Eine damals ebenfalls vorgespurte Massnahme, die politisch einiges weitreichender sein dürfte, blieb bisher unter Verschluss: die Idee einer digitalen Plattform zur Unterstützung von Petitionen, Referenden und Initiativen. Die Plattform soll es ermöglichen, einfach und effizient Unterschriften zu sammeln für wirtschaftsfreundliche Anliegen. Im April wurde zu diesem Zweck ein Verein namens Civic gegründet.
Der Hintergrund der Massnahme: Die direkte Demokratie spielt sich immer stärker online ab. Standaktionen vor dem Einkaufszentrum am Samstagmorgen reichen nicht mehr. Es dürfte nur noch eine Frage der Zeit sein, bis Unterschriften auch online gesammelt werden können. Im November 2024 hat der Bundesrat bereits ein Vorprojekt in Auftrag gegeben, das Versuche mit einem E-Collecting vorbereiten soll. Kommenden Montag entscheidet der Nationalrat über einen entsprechenden Vorstoss. Der Ständerat hatte für das E-Collecting bereits im letzten Jahr grünes Licht gegeben. Die Verbände müssen sich auf digitales Unterschriftensammeln vorbereiten.
Linke mit Vorsprung bei digitaler Demokratie
In linken Kreisen hat man den Trend längst erkannt. Ein Beispiel ist die 2015 vom Politaktivisten Daniel Graf gegründete Plattform Wecollect. Diese wird von linken Parteien seit Jahren intensiv genutzt. Laut eigenen Angaben hat Wecollect schon 860 000 Unterschriften für 110 Initiativen und Referenden gesammelt. Zwar müssen die Unterschriftenbogen weiterhin ausgedruckt, von Hand unterschieben und per Post verschickt werden. Doch so kommt die Plattform an wertvolle Adressen, die für andere Projekte und Spendenaufrufe nutzbar sind.

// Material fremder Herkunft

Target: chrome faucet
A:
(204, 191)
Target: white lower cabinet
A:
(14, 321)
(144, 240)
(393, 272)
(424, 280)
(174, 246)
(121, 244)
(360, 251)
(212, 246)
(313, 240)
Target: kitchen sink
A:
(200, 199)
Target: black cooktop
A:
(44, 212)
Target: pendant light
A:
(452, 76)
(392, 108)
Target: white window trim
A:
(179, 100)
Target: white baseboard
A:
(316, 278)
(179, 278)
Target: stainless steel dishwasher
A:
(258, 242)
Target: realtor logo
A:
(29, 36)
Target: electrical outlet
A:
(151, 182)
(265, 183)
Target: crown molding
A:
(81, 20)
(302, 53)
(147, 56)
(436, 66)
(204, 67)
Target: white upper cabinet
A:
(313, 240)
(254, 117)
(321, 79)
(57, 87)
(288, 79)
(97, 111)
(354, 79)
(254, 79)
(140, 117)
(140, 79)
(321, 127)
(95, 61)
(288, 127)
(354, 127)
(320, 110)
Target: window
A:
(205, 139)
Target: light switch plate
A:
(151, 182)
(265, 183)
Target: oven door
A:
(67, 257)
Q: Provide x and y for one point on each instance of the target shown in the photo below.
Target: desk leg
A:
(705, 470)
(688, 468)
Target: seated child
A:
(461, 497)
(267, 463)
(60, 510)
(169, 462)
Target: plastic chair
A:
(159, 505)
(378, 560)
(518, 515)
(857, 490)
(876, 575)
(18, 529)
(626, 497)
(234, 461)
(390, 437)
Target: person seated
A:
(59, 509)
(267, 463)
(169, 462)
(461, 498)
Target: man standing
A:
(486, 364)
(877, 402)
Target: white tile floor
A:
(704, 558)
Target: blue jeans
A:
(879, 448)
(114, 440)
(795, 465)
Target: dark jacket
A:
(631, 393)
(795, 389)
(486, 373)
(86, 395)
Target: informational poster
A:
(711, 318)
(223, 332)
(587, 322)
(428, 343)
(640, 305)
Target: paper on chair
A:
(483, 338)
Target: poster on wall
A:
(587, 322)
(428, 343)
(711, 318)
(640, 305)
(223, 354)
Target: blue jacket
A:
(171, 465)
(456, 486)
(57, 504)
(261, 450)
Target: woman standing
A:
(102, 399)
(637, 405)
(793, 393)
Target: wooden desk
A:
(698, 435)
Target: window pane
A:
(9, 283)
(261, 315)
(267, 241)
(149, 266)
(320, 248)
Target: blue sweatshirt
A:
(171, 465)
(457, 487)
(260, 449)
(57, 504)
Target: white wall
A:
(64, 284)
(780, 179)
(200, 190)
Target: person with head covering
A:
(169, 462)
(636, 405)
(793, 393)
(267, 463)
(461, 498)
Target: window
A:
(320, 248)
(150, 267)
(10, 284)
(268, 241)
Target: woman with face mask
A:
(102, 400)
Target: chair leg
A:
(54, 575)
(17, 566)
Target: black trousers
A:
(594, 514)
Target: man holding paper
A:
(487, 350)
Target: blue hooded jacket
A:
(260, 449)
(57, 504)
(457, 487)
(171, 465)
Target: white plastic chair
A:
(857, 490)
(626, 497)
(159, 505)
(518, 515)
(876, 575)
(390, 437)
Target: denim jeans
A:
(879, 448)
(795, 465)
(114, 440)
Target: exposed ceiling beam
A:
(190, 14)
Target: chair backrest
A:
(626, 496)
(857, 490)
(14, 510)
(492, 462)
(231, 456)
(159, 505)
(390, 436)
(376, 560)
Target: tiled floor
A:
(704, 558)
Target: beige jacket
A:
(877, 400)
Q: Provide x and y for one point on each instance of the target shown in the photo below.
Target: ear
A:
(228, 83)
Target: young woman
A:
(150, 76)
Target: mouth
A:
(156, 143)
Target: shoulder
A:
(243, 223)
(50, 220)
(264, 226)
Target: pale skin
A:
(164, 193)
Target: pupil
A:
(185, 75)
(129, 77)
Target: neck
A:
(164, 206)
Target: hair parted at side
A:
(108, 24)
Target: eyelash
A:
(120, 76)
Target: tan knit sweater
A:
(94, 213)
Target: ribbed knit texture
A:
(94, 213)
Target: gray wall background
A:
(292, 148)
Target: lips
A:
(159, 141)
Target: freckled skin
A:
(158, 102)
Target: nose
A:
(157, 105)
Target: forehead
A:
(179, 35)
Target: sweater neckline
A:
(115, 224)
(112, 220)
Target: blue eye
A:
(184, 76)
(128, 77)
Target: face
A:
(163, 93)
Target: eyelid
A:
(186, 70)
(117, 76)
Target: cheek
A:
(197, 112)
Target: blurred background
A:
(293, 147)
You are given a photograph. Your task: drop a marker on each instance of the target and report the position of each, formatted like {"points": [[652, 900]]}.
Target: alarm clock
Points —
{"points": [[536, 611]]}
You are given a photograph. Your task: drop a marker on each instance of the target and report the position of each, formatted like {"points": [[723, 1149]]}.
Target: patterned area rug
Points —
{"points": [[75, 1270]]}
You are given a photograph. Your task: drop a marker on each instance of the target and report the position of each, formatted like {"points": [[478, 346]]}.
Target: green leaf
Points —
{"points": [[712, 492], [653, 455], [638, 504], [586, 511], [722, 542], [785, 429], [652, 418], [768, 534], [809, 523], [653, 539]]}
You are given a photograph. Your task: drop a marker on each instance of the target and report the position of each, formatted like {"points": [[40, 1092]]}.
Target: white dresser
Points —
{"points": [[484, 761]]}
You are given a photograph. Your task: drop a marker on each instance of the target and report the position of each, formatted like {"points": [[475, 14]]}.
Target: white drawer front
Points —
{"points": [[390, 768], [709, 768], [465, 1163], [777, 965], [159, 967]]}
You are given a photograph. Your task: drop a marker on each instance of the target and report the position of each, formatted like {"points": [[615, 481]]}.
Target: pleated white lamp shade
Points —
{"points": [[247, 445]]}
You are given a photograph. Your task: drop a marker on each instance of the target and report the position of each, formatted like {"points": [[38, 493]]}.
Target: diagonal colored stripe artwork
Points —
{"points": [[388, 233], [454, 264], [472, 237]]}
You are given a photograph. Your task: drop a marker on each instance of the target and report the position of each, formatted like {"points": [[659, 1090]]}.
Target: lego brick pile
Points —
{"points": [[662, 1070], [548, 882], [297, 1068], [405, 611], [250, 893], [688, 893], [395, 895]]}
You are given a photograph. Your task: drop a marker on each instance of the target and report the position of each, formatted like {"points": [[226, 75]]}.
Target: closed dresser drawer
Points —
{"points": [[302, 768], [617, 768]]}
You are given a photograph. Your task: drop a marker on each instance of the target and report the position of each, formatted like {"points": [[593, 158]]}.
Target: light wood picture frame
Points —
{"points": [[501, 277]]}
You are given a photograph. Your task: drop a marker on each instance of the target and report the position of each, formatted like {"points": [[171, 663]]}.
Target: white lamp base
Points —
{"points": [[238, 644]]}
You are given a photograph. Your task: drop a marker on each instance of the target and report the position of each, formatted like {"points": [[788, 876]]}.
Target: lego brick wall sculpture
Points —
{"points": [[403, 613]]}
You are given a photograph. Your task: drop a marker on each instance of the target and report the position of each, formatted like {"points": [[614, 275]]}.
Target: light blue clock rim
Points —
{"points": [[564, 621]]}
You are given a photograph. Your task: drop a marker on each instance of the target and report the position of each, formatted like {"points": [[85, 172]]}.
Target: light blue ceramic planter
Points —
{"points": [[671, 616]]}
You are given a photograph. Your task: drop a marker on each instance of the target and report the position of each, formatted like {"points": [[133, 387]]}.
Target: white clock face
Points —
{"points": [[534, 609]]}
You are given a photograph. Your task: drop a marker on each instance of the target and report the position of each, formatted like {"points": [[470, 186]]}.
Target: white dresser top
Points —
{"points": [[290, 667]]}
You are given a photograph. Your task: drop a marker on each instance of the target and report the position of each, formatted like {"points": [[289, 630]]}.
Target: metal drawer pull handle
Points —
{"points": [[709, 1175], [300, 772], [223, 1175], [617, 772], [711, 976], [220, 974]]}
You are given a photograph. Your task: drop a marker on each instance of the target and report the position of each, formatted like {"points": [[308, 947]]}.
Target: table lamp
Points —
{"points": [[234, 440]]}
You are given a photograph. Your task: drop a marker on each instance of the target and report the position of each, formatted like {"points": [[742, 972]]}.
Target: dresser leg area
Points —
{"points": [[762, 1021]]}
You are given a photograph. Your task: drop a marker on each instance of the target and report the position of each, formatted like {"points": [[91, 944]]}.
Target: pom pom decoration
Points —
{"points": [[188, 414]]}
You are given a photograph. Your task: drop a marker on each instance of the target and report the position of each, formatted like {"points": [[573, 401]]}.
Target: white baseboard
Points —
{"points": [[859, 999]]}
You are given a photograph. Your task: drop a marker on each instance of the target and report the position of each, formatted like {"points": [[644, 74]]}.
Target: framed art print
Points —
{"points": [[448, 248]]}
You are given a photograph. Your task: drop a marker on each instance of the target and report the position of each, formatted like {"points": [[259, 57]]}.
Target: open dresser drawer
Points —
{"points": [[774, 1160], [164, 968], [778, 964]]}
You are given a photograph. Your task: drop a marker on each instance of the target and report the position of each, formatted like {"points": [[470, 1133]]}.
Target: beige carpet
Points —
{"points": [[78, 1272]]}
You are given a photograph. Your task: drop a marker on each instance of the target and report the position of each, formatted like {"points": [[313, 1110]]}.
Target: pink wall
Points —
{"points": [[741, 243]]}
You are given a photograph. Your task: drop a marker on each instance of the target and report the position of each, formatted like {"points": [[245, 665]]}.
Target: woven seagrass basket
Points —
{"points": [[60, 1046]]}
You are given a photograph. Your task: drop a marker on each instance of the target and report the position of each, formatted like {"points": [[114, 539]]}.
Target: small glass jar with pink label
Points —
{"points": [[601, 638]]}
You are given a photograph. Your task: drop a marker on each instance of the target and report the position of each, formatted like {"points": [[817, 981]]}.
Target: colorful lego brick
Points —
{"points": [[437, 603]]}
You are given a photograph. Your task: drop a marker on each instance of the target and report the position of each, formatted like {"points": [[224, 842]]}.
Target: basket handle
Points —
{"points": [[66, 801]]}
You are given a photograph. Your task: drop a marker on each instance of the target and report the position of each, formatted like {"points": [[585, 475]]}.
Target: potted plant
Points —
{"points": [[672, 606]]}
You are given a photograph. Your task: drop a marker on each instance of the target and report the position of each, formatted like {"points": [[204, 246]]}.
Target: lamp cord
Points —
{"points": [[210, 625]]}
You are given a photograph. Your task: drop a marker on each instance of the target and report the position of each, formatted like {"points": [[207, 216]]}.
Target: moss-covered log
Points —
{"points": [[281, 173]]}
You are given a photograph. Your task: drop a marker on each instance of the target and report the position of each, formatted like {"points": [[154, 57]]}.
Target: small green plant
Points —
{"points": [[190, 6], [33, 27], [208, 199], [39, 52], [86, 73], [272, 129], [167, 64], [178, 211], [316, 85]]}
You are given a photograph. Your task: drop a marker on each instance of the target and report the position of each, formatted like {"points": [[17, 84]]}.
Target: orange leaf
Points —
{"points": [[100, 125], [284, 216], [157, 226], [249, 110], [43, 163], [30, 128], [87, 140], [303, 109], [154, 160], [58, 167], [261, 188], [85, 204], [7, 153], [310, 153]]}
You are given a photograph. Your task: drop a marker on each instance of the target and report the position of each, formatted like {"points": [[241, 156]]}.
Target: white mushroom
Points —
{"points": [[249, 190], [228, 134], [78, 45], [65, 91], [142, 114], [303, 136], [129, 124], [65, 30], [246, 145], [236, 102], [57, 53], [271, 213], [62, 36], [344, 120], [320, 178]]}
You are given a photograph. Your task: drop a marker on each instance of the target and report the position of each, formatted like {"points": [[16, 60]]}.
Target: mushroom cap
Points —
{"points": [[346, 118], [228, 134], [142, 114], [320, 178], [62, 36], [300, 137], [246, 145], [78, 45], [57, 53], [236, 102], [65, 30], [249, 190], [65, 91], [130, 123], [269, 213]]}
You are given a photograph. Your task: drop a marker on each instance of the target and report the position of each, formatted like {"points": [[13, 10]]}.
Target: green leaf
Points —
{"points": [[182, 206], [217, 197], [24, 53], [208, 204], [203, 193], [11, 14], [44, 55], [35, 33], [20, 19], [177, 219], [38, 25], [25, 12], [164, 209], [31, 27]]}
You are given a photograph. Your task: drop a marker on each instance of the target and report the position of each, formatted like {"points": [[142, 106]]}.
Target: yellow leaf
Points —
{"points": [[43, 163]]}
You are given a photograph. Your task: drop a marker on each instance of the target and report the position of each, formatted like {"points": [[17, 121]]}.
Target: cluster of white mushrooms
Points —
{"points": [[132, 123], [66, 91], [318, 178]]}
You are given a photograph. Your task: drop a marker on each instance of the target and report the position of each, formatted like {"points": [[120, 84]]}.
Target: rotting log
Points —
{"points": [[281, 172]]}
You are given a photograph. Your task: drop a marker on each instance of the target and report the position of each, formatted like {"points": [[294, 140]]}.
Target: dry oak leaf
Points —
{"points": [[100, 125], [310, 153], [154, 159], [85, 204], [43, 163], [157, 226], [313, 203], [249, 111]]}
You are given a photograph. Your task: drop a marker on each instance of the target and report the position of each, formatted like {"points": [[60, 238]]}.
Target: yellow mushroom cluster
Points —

Die Wirtschaftsverbände wollen die Gegner aus dem linken Lager nun mit deren eigenen Waffen schlagen. Statt weiter in einer passiven Haltung zu verharren, die sich meist darin erschöpft, Angriffe von links abzuwehren, soll mit der Plattform ein liberaler Kampfgeist entfacht werden. So wie etwa die SP und die Grünen mit Petitionen die Debatten befeuern, sollen neu auch Bürgerliche die direktdemokratischen Instrumente vermehrt nutzen. «Weil bis jetzt die linke Seite einen grossen Vorsprung hat, wird unser Projekt für mehr Ausgewogenheit sorgen», sagt der SAV-Direktor Roland A. Müller überzeugt.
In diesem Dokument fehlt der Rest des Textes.